- Born: 1944 Zahle, Lebanon
- Occupation: Professor-emeritus at Iowa State University

= Joseph Geha =

Author and professor-emeritus at Iowa State University

Joseph Geha (born 1944, Zahle, Lebanon), professor-emeritus at Iowa State University, is the author of two books, Through and Through: Toledo Stories, one of the first books of modern Arab-American fiction, and Lebanese Blonde, a novel. He has also published poems, plays, essays and short fiction in periodicals and anthologies such as Esquire, Growing Up Ethnic in America, and The New York Times.

== Education ==
Geha moved to the United States in 1946 with his family, and in 1962 graduated from St. Francis de Sales High School in Toledo, Ohio. He graduated from the University of Toledo in 1966 with a B.A., and 1968 with an M.A. in English.
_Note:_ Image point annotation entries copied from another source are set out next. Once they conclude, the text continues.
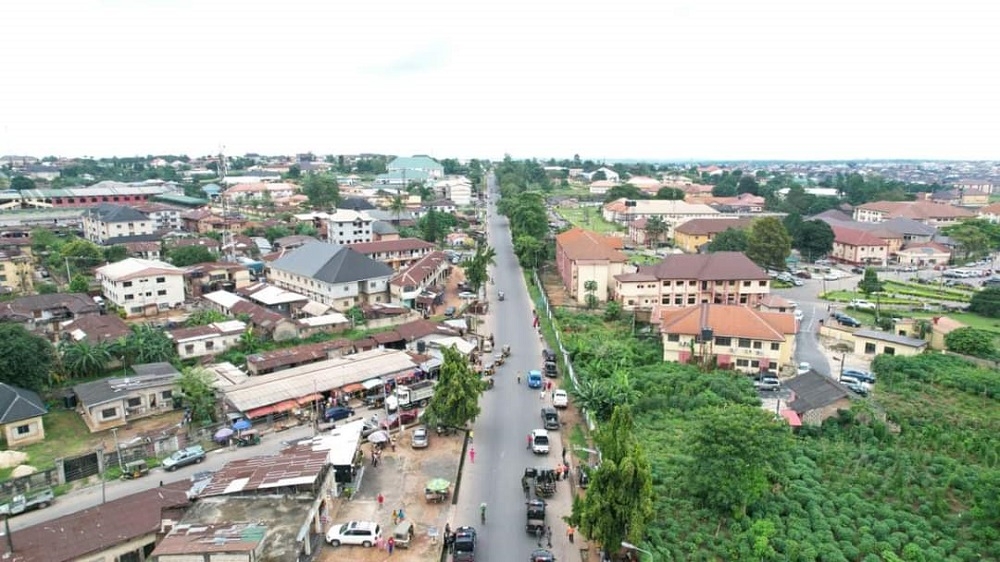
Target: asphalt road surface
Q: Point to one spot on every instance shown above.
(509, 412)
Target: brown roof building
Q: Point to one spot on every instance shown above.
(685, 280)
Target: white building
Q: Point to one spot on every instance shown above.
(140, 286)
(349, 227)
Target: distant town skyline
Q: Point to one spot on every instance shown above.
(707, 80)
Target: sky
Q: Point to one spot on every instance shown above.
(628, 79)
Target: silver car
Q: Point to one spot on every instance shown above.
(420, 438)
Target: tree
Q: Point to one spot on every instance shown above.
(590, 287)
(322, 190)
(197, 394)
(656, 229)
(189, 255)
(618, 505)
(729, 240)
(477, 267)
(456, 396)
(83, 359)
(768, 243)
(21, 183)
(870, 283)
(736, 453)
(972, 341)
(79, 284)
(26, 360)
(986, 302)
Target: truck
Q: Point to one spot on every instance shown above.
(27, 502)
(415, 395)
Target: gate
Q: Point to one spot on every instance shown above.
(83, 466)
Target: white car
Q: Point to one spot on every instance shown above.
(364, 533)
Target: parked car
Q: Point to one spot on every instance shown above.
(364, 533)
(420, 438)
(191, 455)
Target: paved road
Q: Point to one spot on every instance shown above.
(510, 412)
(90, 497)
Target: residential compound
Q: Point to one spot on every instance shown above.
(740, 337)
(685, 280)
(334, 275)
(140, 287)
(583, 256)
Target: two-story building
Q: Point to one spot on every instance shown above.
(397, 254)
(685, 280)
(107, 222)
(201, 341)
(334, 275)
(140, 286)
(583, 256)
(736, 337)
(349, 227)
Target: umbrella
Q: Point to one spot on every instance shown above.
(438, 485)
(223, 434)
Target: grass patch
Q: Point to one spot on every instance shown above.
(65, 435)
(589, 218)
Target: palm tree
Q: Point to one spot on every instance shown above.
(83, 359)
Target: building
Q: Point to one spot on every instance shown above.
(124, 529)
(859, 247)
(816, 397)
(924, 254)
(333, 275)
(21, 412)
(349, 227)
(686, 279)
(142, 287)
(107, 221)
(212, 339)
(583, 256)
(113, 402)
(17, 271)
(674, 213)
(873, 342)
(694, 234)
(735, 337)
(397, 254)
(417, 165)
(934, 214)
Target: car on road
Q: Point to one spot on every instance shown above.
(364, 533)
(464, 547)
(540, 442)
(191, 455)
(421, 438)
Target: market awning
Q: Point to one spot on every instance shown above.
(310, 398)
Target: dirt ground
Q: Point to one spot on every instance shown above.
(400, 478)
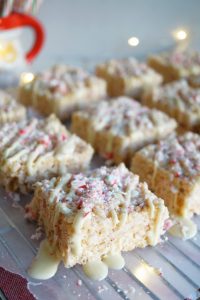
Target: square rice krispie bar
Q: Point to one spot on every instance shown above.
(33, 149)
(89, 216)
(172, 170)
(10, 109)
(61, 90)
(175, 65)
(194, 81)
(127, 77)
(178, 100)
(120, 127)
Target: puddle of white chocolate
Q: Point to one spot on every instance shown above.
(183, 228)
(114, 261)
(96, 270)
(45, 265)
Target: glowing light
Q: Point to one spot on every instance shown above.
(133, 41)
(180, 34)
(26, 78)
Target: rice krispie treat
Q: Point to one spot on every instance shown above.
(175, 65)
(119, 127)
(61, 90)
(178, 100)
(194, 81)
(127, 77)
(10, 109)
(33, 149)
(172, 170)
(88, 218)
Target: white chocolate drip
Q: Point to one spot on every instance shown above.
(76, 238)
(156, 215)
(184, 229)
(114, 261)
(45, 265)
(96, 270)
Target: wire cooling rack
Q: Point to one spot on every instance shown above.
(168, 271)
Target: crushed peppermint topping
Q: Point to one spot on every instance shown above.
(178, 154)
(127, 67)
(63, 80)
(24, 144)
(178, 94)
(104, 188)
(124, 116)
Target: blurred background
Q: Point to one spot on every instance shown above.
(88, 31)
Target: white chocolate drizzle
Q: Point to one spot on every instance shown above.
(183, 228)
(45, 265)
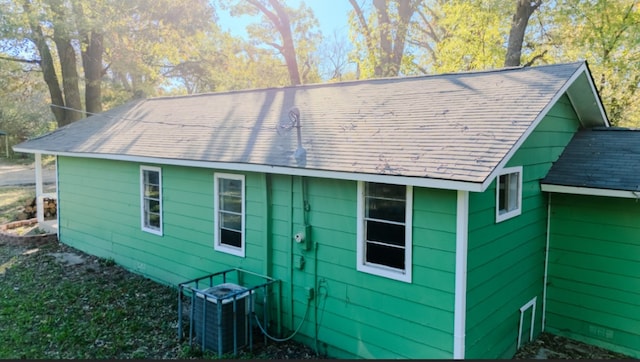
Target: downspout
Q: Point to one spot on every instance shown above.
(58, 198)
(546, 263)
(266, 178)
(460, 306)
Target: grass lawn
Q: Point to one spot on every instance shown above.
(50, 309)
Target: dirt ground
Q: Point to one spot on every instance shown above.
(548, 346)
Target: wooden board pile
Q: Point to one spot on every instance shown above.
(30, 210)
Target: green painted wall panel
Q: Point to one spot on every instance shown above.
(594, 271)
(506, 259)
(385, 318)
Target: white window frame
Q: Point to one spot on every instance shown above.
(505, 215)
(143, 213)
(377, 269)
(229, 249)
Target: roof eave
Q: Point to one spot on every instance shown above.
(283, 170)
(585, 99)
(580, 84)
(579, 190)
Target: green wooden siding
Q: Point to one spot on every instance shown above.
(506, 259)
(357, 314)
(594, 271)
(100, 214)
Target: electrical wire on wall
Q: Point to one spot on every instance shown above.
(306, 312)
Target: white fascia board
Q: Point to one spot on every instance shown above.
(340, 175)
(581, 70)
(577, 190)
(585, 68)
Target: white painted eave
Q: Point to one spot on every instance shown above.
(577, 190)
(590, 114)
(353, 176)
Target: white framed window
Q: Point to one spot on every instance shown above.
(509, 193)
(384, 230)
(229, 213)
(151, 199)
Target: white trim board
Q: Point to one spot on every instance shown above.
(281, 170)
(577, 190)
(581, 70)
(460, 306)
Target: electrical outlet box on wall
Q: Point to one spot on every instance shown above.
(303, 238)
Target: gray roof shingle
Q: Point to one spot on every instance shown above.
(599, 158)
(456, 127)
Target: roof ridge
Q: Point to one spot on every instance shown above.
(363, 81)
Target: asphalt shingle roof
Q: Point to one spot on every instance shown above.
(450, 127)
(600, 158)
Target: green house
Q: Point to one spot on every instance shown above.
(403, 217)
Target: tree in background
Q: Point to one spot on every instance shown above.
(23, 104)
(291, 32)
(131, 40)
(379, 35)
(524, 10)
(605, 33)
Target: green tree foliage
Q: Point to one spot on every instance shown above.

Before coming to Iowa State in 1977, he taught English and Creative Writing at Missouri State University, Bowling Green State University and the University of Toledo.

== Awards ==

Geha was awarded a fellowship from the National Endowment for the Arts in 1988 and a Pushcart Prize in Fiction in 1990. His work was chosen for inclusion in the Permanent Collection, Arab-American Archive, of the Smithsonian Institution. He was named an Arab American Book Award Winner in 2013 for his novel Lebanese Blonde.

== Works ==

- Through and Through: Toledo Stories (1990, Graywolf Press; 2009 second, expanded version, University of Syracuse Press) (short fiction)
- Flyway: Arab American Writing (2002, Iowa State University) (editor)
- Lebanese Blonde (2012, University of Michigan Press) (novel)

== Scholarly criticism ==
- Salaita, Steven (2001). "Sand Niggers, Small Shops, and Uncle Sam: Cultural Negotiation in the Fiction of Joseph Geha and Diana Abu-Jaber" (PDF). Criticism. 43 (4). Retrieved July 30, 2016 – via Project MUSE.